In order to innovate, contemporary leaders are encouraged to be visionaries, to engage and nurture their teams at much higher levels, and to transform organizational cultures. The command-and-control micromanagement of the industrial age is a relic of the past - certainly no way to bring about the innovation required for modern organizations. According to a recent study by Ann Kowal Smith (DM 2010), however, leaders should not entirely jettison their top-down managerial repertoire - because in certain circumstances this approach can actually increase organizational innovation. According to Ann, leaders should actively seek to balance different styles of leadership to encourage increased innovation and better organizational performance.
Management scholars often think about organizational innovation as a dichotomy between exploration and exploitation. Exploration refers to activity that fosters more radical, longer-horizon innovations that depart from an organization's traditional business activity, whereas exploitation refers to more incremental, shorter-horizon innovations that are extensions of that organization's current business. Recent work has found that visionary, "transformational" leadership encourages exploration whereas top-down, "transactional" leadership drives exploitative innovation.
In analyzing data from 111 companies across 42 countries, Ann found that the dynamics between leadership and innovation are not quite so simple. She found that the combination of both transactional and transformational leadership drove the more exploratory forms of innovation that lead to sustained earnings growth, whereas a sole focus on transformational leadership may indirectly inhibit earnings growth over time. According to Ann, "These findings, in fact, seriously question the transformational/transactional leadership dichotomy represented in the academic literature and confirm that good leaders, in practice, must balance multiple, even at times counterintuitive, behavioral styles and approaches to drive innovation and performance. The right "cocktail" of these behaviors is highly dependent on the context and desired outcomes."
Ann is currently working with Kalle Lyytinen and Nick Berente to prepare this work for journal submission. She will be presenting her research at the 2010 Academy of Management's Annual Meeting based on an early version of the paper entitled "The ‘Where' and ‘How' of Exploration and Exploitation: Balancing Leadership Styles to Drive Innovation and Performance."

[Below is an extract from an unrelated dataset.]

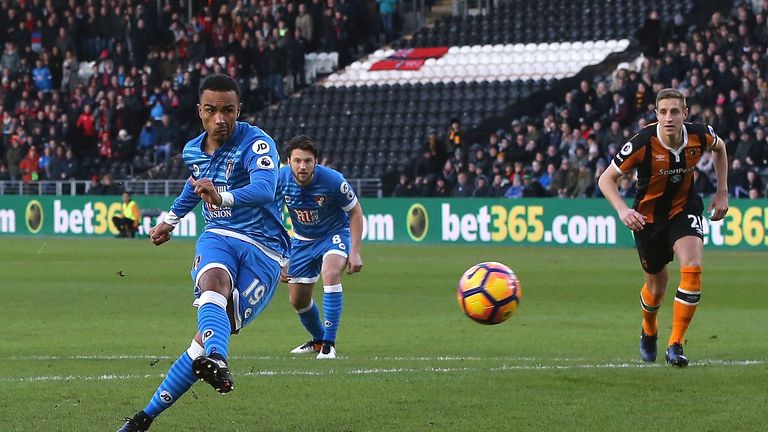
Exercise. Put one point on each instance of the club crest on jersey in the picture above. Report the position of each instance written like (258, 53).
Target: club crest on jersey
(260, 147)
(230, 165)
(265, 162)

Ann Kowal Smith is an independent consultant, counseling individuals and organizations on strategy and leadership issues, coaching, communications, and project/initiative management. She is currently actively involved in issues at the intersection of education and economic development. Previously, Ann held senior-level positions with Heidrick & Struggles, McKinsey & Company, Squire, Sanders & Dempsey, LLP, Benesch, Friedlander, Coplan & Aronoff LLP, and KeyCorp. She has taught and been actively involved in the development of curriculum in a Montessori environment, and serves as Chair of the Board of The Montessori High School at University Circle, a new high school that opened to students in Fall 2008. Ann holds a B.A. in History of Art from Bryn Mawr College, an M.A. in History of Art from the University of Michigan, and a J.D. from Case Western Reserve University.